Era tradición que, al menos una vez al día, visitaran juntas aquel santuario. La mayor de las tres hijas, Li, ayudaba a su madre, ya que conocía el protocolo a seguir.

Tras la veneración de los antepasados, familiares de la madre, las mujeres salieron al segundo patio de la casa, un extenso pabellón de madera adornado por dos grandes árboles.

Comenzaron a pasear, rodeando el patio. La madre llevaba en brazos a la más pequeña, quien era apenas un bebé de un año; mientras que sostenía de la mano a la segunda. Por su parte, Li iba al otro lado de la madre.

Mientras caminaban, la segunda hija pidió a la madre que contara una historia.

—Quiero la leyenda de los dragones.

Aquella historia captaba la atención de todas las hermanas,  incluso tras haberla escuchado miles de veces. Li ya se la sabía de memoria, pero nunca le importaba oírla una vez más.

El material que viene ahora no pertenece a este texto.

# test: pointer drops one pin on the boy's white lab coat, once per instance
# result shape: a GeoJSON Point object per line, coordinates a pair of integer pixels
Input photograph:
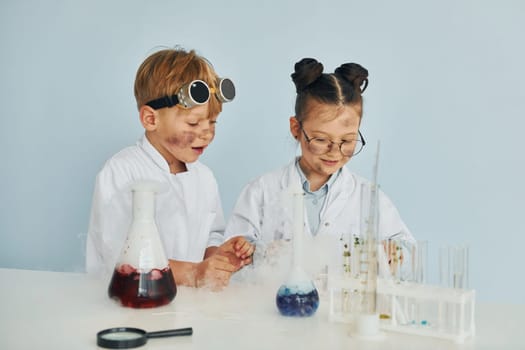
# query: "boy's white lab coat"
{"type": "Point", "coordinates": [188, 212]}
{"type": "Point", "coordinates": [262, 215]}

—Creo que podemos quedarnos un rato aquí antes de ir con vuestro padre —accedió la madre sonriendo. Estaba acostumbrada a que le solicitaran el mismo relato de forma frecuente.

Comenzó con la misma cita de siempre: —Existe algo, impreciso pero completo. Algo que existía ya antes del Cielo y la Tierra. No conocemos su nombre, por lo que lo llamamos TAO. Aunque nosotras nos referimos a esto como la madre dragón. Una dragona que concibió a dos dragones opuestos: Yang, el Cielo y Yin, la Tierra.

»Con esta división, hombre y universo también fueron divididos: Cuerpo y mente, día y noche, luz y oscuridad...; y así sucesivamente. Fueron los responsables de que el mundo que conocemos hoy en día exista.